IA no jornalismo: adoção cresce, mas preocupações com emprego e confiança aumentam
Por Equipe Portal Tech & Negócios

A adoção de Inteligência Artificial (IA) nas redações já deixou de ser experimento isolado e passou a fazer parte do cotidiano de muitos profissionais. Um relatório do OberCom (Observatório da Comunicação) e do CENJOR indica que a maioria dos jornalistas já utilizou ferramentas de IA, ao mesmo tempo em que cresce a preocupação com impactos diretos na empregabilidade e na confiança do público.
Esse movimento reflete uma tendência mais ampla de automação de tarefas cognitivas no setor de mídia: recursos capazes de acelerar pesquisa, transcrição, sumarização e apoio à escrita entram no fluxo de produção com a promessa de ganhos de produtividade. Porém, a própria velocidade de adoção cria um descompasso entre capacidade técnica e maturidade de governança — especialmente quando as redações precisam manter padrões rigorosos de verificação, transparência e responsabilidade editorial.

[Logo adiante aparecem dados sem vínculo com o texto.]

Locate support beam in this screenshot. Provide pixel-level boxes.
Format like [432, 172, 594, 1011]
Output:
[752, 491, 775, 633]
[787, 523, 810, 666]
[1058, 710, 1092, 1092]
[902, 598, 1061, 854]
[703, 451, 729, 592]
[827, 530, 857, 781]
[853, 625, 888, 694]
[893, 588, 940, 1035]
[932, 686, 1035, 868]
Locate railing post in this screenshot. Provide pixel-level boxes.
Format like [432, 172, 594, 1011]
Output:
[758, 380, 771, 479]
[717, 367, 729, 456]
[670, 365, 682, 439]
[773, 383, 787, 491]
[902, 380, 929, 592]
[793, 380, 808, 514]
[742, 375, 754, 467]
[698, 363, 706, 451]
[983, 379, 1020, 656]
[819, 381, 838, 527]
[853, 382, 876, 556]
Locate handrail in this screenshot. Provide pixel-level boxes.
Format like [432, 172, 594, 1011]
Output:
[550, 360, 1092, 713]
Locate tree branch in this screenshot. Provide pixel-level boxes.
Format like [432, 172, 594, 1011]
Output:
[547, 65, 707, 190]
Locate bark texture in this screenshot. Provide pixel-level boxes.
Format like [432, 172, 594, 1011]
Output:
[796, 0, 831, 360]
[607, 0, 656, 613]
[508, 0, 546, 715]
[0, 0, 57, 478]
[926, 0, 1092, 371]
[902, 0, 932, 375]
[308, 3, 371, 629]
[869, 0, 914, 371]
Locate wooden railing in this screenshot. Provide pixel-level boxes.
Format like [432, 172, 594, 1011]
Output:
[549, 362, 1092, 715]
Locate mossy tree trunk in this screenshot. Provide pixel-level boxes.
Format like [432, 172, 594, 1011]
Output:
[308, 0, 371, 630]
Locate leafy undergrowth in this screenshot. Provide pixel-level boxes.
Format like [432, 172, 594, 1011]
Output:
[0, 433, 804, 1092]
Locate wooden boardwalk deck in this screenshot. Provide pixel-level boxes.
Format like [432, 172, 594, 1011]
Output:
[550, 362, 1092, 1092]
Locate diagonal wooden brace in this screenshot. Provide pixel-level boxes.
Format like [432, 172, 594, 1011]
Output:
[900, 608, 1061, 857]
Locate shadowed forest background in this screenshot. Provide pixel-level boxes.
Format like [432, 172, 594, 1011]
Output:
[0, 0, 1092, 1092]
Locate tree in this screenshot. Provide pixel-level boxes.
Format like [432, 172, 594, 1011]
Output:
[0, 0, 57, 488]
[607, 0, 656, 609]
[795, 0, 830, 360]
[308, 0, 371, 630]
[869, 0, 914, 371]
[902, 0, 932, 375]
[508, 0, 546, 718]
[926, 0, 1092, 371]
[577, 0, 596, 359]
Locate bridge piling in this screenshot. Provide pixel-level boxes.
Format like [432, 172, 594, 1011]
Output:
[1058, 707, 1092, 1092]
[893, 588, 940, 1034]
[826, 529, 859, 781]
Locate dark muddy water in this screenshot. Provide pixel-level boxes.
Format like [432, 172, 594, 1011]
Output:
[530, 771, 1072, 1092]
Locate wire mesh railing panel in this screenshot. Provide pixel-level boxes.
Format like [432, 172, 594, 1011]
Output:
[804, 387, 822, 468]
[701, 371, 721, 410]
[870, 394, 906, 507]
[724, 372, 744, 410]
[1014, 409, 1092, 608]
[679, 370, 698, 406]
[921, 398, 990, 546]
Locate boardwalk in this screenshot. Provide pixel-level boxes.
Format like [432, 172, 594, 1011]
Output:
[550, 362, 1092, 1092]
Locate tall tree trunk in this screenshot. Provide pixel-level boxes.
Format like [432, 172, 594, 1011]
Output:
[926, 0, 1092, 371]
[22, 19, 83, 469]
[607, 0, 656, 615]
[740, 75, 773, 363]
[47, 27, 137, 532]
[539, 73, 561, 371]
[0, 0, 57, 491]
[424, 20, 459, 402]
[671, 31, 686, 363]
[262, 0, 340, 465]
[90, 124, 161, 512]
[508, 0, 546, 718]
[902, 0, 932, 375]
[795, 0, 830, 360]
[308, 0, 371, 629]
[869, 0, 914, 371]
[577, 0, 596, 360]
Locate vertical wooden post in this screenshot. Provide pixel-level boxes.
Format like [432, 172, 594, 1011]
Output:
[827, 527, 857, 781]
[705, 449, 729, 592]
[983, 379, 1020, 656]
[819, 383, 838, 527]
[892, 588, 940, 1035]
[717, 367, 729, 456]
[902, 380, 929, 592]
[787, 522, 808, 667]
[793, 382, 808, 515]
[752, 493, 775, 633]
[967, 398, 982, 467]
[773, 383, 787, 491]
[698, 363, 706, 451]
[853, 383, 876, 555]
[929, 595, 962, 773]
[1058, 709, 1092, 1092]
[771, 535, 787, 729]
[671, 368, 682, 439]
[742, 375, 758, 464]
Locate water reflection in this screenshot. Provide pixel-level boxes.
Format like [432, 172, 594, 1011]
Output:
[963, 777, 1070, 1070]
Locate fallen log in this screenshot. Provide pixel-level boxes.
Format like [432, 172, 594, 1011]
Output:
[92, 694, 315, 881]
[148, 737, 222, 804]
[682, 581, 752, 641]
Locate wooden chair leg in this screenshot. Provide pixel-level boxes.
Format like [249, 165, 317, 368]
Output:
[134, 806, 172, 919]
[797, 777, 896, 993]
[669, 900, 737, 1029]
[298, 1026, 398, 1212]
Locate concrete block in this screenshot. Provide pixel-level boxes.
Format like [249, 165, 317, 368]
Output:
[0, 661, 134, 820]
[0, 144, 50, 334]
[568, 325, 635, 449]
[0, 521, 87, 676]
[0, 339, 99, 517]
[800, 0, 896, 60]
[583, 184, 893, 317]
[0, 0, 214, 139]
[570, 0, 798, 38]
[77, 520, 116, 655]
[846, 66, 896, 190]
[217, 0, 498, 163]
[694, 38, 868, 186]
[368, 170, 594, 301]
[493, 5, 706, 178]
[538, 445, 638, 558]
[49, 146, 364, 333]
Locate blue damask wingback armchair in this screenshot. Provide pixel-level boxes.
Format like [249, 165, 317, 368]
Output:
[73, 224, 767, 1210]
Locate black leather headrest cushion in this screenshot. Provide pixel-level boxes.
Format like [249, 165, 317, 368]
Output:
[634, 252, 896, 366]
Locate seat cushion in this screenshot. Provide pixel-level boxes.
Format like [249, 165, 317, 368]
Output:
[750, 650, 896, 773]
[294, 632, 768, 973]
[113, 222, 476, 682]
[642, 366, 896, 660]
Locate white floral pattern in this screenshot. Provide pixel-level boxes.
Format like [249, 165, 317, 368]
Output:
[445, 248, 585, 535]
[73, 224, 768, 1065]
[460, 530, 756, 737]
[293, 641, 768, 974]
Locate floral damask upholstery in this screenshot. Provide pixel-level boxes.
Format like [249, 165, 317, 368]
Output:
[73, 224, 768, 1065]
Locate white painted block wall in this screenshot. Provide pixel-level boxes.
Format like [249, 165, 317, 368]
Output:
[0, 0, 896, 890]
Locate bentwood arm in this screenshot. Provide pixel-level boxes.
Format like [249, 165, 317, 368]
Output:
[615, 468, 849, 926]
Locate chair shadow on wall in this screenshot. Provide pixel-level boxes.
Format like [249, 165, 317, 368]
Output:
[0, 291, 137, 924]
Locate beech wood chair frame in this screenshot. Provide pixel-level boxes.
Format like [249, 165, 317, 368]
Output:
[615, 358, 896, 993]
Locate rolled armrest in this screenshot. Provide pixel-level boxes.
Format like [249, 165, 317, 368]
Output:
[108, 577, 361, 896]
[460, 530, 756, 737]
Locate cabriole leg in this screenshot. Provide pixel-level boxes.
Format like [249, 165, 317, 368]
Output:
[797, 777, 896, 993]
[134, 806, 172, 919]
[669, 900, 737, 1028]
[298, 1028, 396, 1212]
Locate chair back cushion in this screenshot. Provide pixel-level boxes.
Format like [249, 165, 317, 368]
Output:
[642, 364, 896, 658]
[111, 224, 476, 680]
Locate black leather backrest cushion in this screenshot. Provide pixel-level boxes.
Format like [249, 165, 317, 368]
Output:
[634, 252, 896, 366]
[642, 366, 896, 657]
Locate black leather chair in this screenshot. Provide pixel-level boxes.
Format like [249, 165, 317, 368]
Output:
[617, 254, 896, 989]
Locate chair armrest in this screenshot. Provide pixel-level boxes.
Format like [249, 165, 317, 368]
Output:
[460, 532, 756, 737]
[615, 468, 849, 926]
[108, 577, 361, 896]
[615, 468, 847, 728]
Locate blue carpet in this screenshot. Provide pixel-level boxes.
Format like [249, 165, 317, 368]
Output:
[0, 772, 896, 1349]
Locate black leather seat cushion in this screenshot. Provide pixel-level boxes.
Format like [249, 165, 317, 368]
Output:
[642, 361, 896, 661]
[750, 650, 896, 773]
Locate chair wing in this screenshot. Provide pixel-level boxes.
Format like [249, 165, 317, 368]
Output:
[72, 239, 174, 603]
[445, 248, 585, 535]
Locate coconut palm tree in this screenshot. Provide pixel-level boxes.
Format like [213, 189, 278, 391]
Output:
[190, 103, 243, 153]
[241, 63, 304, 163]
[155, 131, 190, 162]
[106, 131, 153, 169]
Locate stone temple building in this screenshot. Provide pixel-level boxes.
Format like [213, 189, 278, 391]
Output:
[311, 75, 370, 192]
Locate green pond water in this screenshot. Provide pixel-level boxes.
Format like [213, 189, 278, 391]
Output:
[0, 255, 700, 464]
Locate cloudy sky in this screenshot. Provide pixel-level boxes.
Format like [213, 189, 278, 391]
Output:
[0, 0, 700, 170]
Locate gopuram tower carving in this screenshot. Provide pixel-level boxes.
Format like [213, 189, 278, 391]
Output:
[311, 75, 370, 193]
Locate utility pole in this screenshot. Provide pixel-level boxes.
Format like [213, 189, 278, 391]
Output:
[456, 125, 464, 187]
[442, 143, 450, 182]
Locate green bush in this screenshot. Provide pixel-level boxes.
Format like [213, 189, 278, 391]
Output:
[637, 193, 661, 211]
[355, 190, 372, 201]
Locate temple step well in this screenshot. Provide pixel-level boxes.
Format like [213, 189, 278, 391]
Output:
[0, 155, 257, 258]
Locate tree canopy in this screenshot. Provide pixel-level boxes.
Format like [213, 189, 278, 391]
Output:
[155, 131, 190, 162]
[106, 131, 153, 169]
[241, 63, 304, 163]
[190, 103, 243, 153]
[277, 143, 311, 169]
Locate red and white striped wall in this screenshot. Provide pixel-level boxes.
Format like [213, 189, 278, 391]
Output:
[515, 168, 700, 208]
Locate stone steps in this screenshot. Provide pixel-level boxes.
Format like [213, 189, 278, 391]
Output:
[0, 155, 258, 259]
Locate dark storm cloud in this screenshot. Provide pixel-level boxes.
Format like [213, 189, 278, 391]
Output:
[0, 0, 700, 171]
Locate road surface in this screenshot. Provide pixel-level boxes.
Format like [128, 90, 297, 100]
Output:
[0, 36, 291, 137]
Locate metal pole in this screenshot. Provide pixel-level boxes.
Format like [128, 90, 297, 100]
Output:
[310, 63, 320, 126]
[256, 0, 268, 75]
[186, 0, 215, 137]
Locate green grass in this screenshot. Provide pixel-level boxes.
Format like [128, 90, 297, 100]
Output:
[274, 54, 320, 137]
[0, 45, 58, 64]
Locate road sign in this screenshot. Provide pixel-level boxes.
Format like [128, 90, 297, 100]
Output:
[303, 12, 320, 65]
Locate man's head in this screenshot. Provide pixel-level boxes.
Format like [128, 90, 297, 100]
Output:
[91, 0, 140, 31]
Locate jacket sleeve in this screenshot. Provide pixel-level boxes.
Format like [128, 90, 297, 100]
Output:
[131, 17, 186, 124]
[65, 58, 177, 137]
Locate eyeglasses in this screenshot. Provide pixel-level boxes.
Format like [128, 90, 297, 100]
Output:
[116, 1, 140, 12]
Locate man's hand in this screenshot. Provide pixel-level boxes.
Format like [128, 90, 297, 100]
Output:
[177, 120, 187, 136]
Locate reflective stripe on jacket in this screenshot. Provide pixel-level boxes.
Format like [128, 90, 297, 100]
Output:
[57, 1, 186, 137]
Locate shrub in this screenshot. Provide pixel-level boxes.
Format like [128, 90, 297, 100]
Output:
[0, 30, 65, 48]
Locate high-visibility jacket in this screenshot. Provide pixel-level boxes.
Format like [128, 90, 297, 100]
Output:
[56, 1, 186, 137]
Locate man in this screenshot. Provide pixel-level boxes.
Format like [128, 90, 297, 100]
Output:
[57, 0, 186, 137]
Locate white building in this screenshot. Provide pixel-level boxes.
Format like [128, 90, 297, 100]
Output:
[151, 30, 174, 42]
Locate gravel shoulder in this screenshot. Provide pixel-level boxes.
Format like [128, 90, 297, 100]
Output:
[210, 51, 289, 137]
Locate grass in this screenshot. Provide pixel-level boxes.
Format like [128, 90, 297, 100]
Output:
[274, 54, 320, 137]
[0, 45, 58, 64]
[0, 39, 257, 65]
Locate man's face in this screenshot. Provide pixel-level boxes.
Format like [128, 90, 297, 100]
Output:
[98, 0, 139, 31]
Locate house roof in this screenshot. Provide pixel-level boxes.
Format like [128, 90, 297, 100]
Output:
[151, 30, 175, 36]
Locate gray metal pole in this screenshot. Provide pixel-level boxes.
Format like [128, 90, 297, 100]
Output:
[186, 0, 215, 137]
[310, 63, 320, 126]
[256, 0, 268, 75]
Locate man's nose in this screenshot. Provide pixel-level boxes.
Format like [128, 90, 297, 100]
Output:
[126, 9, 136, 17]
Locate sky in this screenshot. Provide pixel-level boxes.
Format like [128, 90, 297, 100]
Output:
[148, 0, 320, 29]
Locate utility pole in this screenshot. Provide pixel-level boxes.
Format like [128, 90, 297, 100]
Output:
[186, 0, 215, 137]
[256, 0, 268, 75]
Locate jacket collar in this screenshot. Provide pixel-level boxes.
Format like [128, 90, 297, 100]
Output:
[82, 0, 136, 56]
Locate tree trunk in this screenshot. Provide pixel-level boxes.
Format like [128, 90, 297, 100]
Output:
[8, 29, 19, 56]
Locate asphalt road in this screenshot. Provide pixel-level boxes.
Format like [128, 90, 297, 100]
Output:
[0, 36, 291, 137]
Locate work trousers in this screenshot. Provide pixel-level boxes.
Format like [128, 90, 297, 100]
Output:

O que o relatório do OberCom e do CENJOR aponta
O estudo destaca um cenário de uso disseminado de IA, acompanhado de incertezas sobre como a tecnologia pode reconfigurar rotinas, papéis e até a percepção pública sobre a credibilidade da informação.
Pontos-chave evidenciados no relatório:
- A maioria dos jornalistas já recorreu à IA em algum momento do trabalho.
- Há receio de efeitos negativos na empregabilidade, com preocupação sobre substituição de funções e pressão por produtividade.
- A confiança no jornalismo aparece como risco quando o uso de IA não é bem comunicado ou auditável.
- Recomendação de reforço na formação ética, para sustentar um uso mais responsável e consistente das ferramentas.
Tendências e inovações: onde a IA está entrando nas redações
A IA tende a se consolidar como “camada” transversal de apoio ao trabalho editorial. Em termos de tecnologia e negócios, a lógica é clara: reduzir tempo em tarefas repetitivas e liberar esforços para atividades de maior valor, como investigação, curadoria e contextualização.
Casos de uso que ganham tração
- Apoio à apuração e pesquisa (organização de informações e sugestões de caminhos de investigação).
- Automação de tarefas operacionais (como transcrição e rascunhos iniciais), acelerando o ciclo de produção.
- Padronização de fluxos com ferramentas integradas ao ambiente de trabalho, aumentando eficiência.
Impactos para o setor: produtividade vs. credibilidade
Do ponto de vista de gestão, a principal tensão é equilibrar ganhos operacionais com a preservação do ativo mais importante do jornalismo: credibilidade. Se uma redação passa a depender de saídas automatizadas sem controles sólidos, pode ampliar o risco de erros, vieses e inconsistências — o que afeta diretamente a confiança do público e, por consequência, receitas, reputação e sustentabilidade do negócio.
Ao mesmo tempo, a preocupação com empregabilidade não é apenas sobre “substituição”. Ela também envolve a reorganização de funções: profissionais podem ser pressionados a produzir mais com menos tempo, enquanto novas competências passam a ser exigidas (saber revisar, checar e contextualizar saídas de IA, além de entender limitações). Nesse cenário, o relatório do OberCom e do CENJOR reforça que a formação ética precisa acompanhar a evolução tecnológica, para que decisões editoriais não sejam terceirizadas a sistemas sem accountability.
Boas práticas recomendadas: ética e governança como diferenciais
A recomendação de reforço ético aponta para a necessidade de regras claras e treinamento contínuo, com foco em proteger o público e a integridade editorial.
Direções práticas que tendem a ganhar espaço nas organizações:
- Políticas internas de uso de IA (o que pode e o que não pode, e em quais etapas do processo).
- Revisão humana obrigatória para materiais sensíveis e para qualquer conteúdo com impacto público relevante.
- Transparência operacional quando o uso de IA for significativo no produto final.
- Capacitação contínua combinando técnica e ética, alinhada às rotinas da redação.
O que observar a partir de agora
Com a IA no jornalismo avançando, a vantagem competitiva tende a migrar do “ter ferramenta” para “saber operar com responsabilidade”. O recado do relatório do OberCom e do CENJOR é que eficiência sem governança pode sair caro — especialmente em um setor em que confiança e rigor são parte do produto.